Von Berlin in die USA

Walter Gropius wurde 1883 in Berlin geboren. Das Architekturstudium in München und Berlin brach er 1908 ohne Diplom ab und machte sich 1910 als Architekt und Industriedesigner selbständig. 1911 schuf er mit dem Fagus-Werk in Alfeld an der Leine seine erste bedeutende Arbeit.
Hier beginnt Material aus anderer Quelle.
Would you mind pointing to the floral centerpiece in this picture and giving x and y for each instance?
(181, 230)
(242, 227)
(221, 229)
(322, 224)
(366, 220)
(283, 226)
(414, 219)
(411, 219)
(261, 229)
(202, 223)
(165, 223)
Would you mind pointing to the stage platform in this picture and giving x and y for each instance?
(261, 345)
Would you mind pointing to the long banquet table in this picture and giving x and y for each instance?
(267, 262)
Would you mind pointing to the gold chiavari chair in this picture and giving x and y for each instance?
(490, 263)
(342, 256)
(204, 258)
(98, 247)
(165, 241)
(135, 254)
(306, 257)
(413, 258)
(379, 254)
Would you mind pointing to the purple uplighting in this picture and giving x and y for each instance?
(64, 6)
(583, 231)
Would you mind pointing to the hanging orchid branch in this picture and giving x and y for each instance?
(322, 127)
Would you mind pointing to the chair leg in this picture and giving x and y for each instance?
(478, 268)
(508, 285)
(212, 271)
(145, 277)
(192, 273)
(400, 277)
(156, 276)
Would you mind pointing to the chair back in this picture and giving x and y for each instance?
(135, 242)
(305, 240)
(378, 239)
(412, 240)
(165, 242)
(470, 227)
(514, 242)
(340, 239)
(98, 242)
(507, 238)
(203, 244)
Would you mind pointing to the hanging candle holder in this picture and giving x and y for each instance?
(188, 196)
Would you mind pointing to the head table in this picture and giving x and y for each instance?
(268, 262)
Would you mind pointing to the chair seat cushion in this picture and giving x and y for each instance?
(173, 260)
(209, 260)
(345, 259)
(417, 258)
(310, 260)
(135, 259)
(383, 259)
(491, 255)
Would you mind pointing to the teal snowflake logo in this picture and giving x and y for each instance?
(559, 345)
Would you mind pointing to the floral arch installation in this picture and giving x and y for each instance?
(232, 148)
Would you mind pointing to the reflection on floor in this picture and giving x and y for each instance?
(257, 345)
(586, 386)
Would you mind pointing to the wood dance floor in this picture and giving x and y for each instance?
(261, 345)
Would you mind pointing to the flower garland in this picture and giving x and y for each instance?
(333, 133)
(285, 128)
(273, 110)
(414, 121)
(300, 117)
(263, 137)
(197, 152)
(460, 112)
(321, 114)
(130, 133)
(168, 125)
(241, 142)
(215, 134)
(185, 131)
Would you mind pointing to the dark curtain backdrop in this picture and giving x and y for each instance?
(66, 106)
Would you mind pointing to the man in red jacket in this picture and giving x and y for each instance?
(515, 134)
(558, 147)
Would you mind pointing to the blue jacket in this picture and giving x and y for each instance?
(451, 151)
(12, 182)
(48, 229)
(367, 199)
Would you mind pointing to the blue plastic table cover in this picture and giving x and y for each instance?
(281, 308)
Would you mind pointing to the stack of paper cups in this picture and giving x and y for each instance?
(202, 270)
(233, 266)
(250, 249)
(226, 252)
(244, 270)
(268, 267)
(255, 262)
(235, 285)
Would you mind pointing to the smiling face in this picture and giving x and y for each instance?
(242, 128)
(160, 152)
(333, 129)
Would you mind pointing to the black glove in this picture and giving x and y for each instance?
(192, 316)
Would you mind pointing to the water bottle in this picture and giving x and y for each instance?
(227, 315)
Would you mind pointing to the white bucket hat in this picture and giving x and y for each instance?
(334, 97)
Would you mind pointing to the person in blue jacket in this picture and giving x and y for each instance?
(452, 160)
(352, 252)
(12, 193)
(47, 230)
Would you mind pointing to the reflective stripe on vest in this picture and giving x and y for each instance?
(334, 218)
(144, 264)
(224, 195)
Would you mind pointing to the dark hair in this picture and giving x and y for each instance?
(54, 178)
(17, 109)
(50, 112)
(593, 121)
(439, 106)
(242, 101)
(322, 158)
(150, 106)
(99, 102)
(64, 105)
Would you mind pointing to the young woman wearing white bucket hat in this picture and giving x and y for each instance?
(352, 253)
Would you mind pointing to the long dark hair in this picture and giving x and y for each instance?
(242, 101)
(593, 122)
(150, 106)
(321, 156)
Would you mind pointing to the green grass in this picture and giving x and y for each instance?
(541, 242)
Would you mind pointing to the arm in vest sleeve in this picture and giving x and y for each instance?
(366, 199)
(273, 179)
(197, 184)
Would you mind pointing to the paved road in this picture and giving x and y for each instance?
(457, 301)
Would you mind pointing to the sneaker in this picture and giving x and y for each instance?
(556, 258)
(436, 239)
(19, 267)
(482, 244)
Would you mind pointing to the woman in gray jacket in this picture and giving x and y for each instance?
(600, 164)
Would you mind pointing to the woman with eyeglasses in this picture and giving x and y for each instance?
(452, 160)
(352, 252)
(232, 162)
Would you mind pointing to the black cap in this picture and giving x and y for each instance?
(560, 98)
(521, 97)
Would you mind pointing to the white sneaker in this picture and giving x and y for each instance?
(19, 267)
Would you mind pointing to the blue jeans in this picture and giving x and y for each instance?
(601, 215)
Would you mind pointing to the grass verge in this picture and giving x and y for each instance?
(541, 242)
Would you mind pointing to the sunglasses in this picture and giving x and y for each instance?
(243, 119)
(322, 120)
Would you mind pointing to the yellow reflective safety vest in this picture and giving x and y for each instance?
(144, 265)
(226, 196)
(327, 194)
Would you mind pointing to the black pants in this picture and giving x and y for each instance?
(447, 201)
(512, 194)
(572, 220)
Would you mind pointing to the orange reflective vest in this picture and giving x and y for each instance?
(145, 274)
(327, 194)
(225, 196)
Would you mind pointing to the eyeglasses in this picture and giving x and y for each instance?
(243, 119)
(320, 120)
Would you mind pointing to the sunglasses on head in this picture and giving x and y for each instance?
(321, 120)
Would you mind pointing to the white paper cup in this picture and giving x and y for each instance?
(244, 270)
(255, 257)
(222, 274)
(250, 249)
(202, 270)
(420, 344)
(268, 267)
Beim Umzug des Bauhauses nach Dessau 1926 entwarf Gropius das neue Gebäude der Design- und Architektenschule. 1937 emigrierte er in die USA und wurde dort Professor an der Harvard University. Viele Jahre prägte er dort die funktionalistische Architektur Amerikas und gründete 1938 das Architektenkollektiv „The Architects Collaborative“ (TAC). 1969 starb Gropius in Boston.

Das Vermächtnis von Walter Gropius

Sowohl Bauwerke als auch andere Gebrauchsgegenstände gehören zum Erbe des Designers und Architekten Walter Gropius. Zu seinen größeren Spätwerken gehören das PanAm-Gebäude in New York (heute MetLife), die amerikanische Botschaft in Athen und die Rosenthal-Porzellanfabrik in Selb. Gropius‘ moderner, funktionalistischer Baustil war richtungsweisend für das gesamte moderne Design. Seine Arbeiten begründeten die Klassische Moderne.